高市首相は「政府の従来の見解の範囲内であり、撤回するつもりはない」と表明したが、中国側はこの発言を「台湾海峡への武力介入の示唆」と受け止め、強く反発した。中国外務省は「悪質な発言を撤回しない場合、日本側が一切の責任を負う」と警告し、駐中国日本大使を呼び出して抗議した。さらに、在大阪中国総領事がSNSで「その汚い首は斬ってやるしかない」と投稿し、日本政府が抗議する事態にまで発展した。
この問題は外交だけでなく経済にも波及している。中国は日本産水産物の輸入を停止し、牛肉輸出再開交渉も停滞している。日本への渡航自粛により、観光や留学にも影響が出ている。島国日本にとって、水産業や畜産業は基幹産業であり、漁業や畜産を生業とする人々の生活は深刻な打撃を受ける。日中の貿易総額は約45兆円に上り、経済的な結びつきは深いものの、安全保障をめぐる対立が激化すれば、双方に大きな損失となることは避けられない。
さらに、高市首相は非核三原則についても「見直しの議論をしてもよい」と受け取られかねない発言をしている。核兵器を「持たず、作らず、持ち込ませず」という国是を揺るがすような言葉は、国民を不安に陥れる。外交と安全保障に関する発言は、国益を守るために慎重でなければならない。リーダーの軽はずみな発言が、市井の国民の生活を翻弄している。責任ある行動とは、言葉の重みを理解し、国益を守ることだ。今の首相にそれがあるのか、疑問を抱かざるを得ない。
こうした軽はずみな発言が、国の安全保障をめぐる議論を不安定にし、戦争という最悪の事態を現実に近づけてしまう危険を感じる。だからこそ、私は先週お通夜に参列したときから頭を離れない仲代達矢氏の言葉を思い出す。

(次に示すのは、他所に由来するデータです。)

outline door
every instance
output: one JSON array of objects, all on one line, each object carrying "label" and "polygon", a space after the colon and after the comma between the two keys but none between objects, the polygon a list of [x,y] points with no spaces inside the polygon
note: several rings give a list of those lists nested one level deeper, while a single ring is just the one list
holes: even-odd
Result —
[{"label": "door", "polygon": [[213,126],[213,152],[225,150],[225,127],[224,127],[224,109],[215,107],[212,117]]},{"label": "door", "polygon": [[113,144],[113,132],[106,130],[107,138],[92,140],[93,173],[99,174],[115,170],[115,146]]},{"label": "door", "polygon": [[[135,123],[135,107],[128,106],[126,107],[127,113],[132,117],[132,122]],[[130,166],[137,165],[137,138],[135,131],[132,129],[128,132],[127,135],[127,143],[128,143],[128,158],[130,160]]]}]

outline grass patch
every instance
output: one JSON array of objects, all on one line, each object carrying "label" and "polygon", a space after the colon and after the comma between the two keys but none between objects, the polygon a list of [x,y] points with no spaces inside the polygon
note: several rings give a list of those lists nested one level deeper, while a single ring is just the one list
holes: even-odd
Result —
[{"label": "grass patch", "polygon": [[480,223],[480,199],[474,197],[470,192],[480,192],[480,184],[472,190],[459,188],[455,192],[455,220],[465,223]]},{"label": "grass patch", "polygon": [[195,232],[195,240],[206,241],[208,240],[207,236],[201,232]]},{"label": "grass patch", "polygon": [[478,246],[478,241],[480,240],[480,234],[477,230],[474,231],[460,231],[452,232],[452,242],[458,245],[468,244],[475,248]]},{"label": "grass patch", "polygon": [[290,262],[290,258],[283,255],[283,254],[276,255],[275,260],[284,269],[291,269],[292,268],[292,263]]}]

仲代氏は戦争の悲惨さ、残酷さを語り続けてきた人だ。私にいつも「戦争は絶対にだめ」と語っていた。戦争は何も生み出さない。不幸しか残さない。それが、戦争を経験した仲代氏の実感だった。二次情報より一次情報が信じられるように、この言葉は信じるに値する。高市氏を含め、私たちは戦争を経験していない。伝聞でしか戦争を知らない人間が、軍備や軍事を軽々しく語っていいのだろうか。一国のリーダーだから立場上、軍事や安全保障を語ることは避けられない。しかし、軽々しく語ることは許されない。言葉は国の命運を左右する。その重みを忘れてはならない。あなたはその立場にいるということだ。それを自覚するということが、トップの「責任」というものではないか。